This year, 2016, is on track to be one of the warmest on record. While not everyone ascribes to the global warming theory, those that do will be concerned about the impact of climate change on their pets’ well-being.
Expansion of Disease Vectors
Some diseases, like canine influenza, are transmitted from one dog to another. Diseases like heartworms and Lyme disease require a vector. A vector is a small organism responsible for transmitting a disease. Mosquitoes transmit heartworms via their bite and ticks transmit Lyme disease the same way. Global warming could increase the number of disease vectors if the warmer environment sends vector reproduction into overdrive. Global warming can also expand the range of vector as they move north with the warmer weather. The net is an explosion of vector-borne disease in pets.
Another factor potentially affecting vector and the diseases they carry is habitat changes resulting from changes in climate. Populations of vectors are kept in check by larger animals such as birds, bats and large insects. Climate changes can modify the number of vector predators and if the modification results in a decrease in predators, the vectors will increase. An increase in vectors is likely to result in an increase in the disease they transmit.
In female cats, the mating season is tied to the longer days of springtime; however some experts report a feral kitten and cat population explosion that appears to coincide with higher environmental temperatures. The cause of the population explosion is unclear. Does the warmer weather increase the number of kittens born or do more kittens survive because winter is more temperate? If more kittens survive winter and become adults, there are then more cats to reproduce the following spring, setting up a vicious cycle of feline overpopulation.
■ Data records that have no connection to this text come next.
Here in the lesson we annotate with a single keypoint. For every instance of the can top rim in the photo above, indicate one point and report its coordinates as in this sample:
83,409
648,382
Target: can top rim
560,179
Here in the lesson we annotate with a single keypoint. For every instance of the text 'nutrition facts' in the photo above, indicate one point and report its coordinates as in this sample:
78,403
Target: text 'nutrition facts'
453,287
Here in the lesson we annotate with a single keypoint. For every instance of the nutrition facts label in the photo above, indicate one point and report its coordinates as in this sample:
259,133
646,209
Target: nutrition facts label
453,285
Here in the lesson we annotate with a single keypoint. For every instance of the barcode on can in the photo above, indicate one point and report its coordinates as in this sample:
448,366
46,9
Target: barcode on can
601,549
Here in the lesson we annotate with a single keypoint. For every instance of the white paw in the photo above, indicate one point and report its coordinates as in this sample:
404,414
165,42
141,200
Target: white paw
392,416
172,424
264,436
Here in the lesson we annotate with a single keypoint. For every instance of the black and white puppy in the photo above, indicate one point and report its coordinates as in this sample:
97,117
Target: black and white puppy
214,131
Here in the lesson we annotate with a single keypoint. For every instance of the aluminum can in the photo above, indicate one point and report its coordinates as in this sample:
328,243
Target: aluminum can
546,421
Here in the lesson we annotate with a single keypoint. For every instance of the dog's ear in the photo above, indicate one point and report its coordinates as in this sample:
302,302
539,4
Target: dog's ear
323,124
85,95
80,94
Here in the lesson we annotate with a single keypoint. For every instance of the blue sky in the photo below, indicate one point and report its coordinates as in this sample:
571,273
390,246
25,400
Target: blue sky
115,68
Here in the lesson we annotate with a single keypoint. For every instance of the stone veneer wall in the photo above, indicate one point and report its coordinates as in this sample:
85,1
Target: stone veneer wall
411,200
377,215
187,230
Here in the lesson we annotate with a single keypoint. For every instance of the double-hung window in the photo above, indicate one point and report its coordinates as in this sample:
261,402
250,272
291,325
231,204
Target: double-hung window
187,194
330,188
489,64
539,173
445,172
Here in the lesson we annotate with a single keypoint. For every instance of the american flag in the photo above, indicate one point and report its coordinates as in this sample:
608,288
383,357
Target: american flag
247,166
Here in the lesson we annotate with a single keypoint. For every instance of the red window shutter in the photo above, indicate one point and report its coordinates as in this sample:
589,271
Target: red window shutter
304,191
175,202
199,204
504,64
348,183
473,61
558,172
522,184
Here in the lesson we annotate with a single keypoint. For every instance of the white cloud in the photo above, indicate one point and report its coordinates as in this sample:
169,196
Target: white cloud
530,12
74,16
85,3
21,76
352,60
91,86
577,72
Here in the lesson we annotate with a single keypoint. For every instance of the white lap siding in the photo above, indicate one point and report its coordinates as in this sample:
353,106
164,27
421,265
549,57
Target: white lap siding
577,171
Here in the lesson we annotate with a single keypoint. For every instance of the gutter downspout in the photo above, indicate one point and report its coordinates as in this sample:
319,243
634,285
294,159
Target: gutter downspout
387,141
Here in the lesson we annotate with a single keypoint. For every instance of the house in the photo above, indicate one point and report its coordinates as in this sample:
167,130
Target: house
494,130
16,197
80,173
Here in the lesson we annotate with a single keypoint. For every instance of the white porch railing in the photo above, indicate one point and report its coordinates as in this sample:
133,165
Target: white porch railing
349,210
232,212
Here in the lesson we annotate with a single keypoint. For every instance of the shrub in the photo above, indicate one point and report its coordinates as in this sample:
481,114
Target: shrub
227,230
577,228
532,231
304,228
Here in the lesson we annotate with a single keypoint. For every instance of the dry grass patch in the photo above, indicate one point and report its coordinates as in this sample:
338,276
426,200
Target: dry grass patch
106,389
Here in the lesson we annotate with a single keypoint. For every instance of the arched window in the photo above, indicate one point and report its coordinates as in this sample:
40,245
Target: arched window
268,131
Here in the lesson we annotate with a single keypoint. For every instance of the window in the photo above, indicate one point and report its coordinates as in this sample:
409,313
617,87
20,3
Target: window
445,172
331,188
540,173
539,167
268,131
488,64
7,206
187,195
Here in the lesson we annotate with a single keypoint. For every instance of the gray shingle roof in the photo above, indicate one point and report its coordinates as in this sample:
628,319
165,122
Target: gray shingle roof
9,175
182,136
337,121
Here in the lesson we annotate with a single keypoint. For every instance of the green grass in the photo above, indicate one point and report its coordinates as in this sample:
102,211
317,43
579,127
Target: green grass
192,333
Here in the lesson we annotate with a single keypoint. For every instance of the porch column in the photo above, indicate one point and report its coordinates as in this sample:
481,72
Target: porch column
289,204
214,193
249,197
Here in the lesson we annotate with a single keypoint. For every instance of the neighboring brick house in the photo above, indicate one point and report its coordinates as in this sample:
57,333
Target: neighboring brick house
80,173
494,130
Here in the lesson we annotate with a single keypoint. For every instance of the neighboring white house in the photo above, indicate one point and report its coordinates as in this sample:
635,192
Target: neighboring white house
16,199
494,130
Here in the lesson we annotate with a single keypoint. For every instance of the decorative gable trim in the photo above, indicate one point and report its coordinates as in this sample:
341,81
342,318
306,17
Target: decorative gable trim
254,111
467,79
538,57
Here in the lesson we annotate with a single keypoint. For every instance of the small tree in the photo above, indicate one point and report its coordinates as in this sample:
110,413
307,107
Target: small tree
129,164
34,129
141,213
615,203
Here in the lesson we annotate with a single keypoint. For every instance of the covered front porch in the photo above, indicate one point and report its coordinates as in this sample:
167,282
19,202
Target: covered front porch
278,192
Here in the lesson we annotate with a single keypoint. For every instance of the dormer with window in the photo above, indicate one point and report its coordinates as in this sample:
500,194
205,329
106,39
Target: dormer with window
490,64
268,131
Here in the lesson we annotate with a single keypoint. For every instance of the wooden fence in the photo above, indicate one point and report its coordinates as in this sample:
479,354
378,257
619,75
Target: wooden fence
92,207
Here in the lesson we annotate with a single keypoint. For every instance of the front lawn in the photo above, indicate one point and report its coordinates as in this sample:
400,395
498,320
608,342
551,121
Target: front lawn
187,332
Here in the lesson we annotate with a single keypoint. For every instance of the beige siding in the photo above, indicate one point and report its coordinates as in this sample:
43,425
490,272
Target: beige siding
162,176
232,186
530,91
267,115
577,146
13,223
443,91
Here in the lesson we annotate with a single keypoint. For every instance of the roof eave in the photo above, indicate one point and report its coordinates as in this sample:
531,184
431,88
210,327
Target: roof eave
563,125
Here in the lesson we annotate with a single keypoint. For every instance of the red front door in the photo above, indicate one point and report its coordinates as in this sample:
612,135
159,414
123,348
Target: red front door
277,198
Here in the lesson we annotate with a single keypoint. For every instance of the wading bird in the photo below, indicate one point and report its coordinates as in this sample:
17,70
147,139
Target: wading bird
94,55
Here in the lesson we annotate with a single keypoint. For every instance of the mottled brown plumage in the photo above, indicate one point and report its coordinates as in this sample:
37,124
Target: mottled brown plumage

Pets and Natural Disasters
One feature of global warming is an increase in natural disasters like flooding, landslides and forest fires. When these natural disasters displace humans, pets suffer. Following Hurricane Katrina, many pets were separated from their families and never reclaimed. As a direct result of Katrina, when many folks would not evacuate because their pets were not welcome in storm shelters, an animal facility was built at a Louisiana state prison. Now, pets displaced by the recent flooding in Baton Rouge whose families have moved to shelters which cannot accommodate them are being moved to the prison facility. Inmate trustees will care for them until they can be reunited with their families. But not every locale has such a good system for managing displaced pets during a crisis and an increase in natural disasters will result in more homeless pets.
Changes in Human Behavior
Higher ambient temperatures change our behavior, which in turn impacts our pets. When the temperature soars in the summer, we keep our pets inside, avoiding heatstroke and heat exhaustion. But the lack of exercise can result in obesity and the lack of mental stimulation in boredom and behavior disorders like separation anxiety.
Like the potential impact of global warming on humans, the effect on pets may be significant and may directly impact their health. Just another really good reason to support measures to decrease our carbon footprints and pawprints!